CREATE VIEW ldz_from_rec AS
SELECT
l.id AS id,
p.Region AS region,
l.LDZ_Id AS LDZ_Id,
l.LDZ_Exit AS LDZ_Exit
FROM gas_postcode p
JOIN gas_postcode_ldz l ON p.Postcode = LEFT(l.Postcode, 2)
GROUP BY p.Region, l.LDZ_Id, l.LDZ_Exit ;
returns an empty set, so this dataset can't be used to debug the problem query.
There's a more basic problem with the View on which the query is based. Against SQL standards, MySQL allows non-aggregating, non-aggregated columns in Group By queries. Such column results are accurate, however, if and only if there is a unique value of the non-aggregating, non-aggregated column(s) for each unique Group By combination. When that's the case, results in the non-aggregating, non-aggregated column are accurate, but when it isn't, they are arbitrary. We're talking about the ID column. So: what is Group By supposed to achieve in that View?
The query effectively fetches such IDs from a join of this problematic View with a Select Distinct Region subset of itself, hiding the join in a correlated subquery.

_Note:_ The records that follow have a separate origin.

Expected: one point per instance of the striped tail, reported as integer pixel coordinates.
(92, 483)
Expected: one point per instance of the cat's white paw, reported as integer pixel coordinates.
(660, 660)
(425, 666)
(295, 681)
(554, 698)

Which is why I say the query is funky.
To find out if the problematic Group By is the source of the XOR-OR anomaly, lose the Group By in the View in favour of a Select Distinct.
If that doesn't fix the problem, find out if the funky correlated subquery pseudo-join is the source of the problem by rewriting it as a conventional join.
And to further investigate what's going on, inspect the results of ...
select
(select region from ldz_from_rec order by ldz_exit asc limit 1) as ldz_from_rec_region,
distinct1.region as distinct_region
from ( SELECT DISTINCT region FROM ldz_from_rec ) as Distinct1 ;
Edited 2 time(s). Last edit at 08/16/2016 01:19PM by Peter Brawley.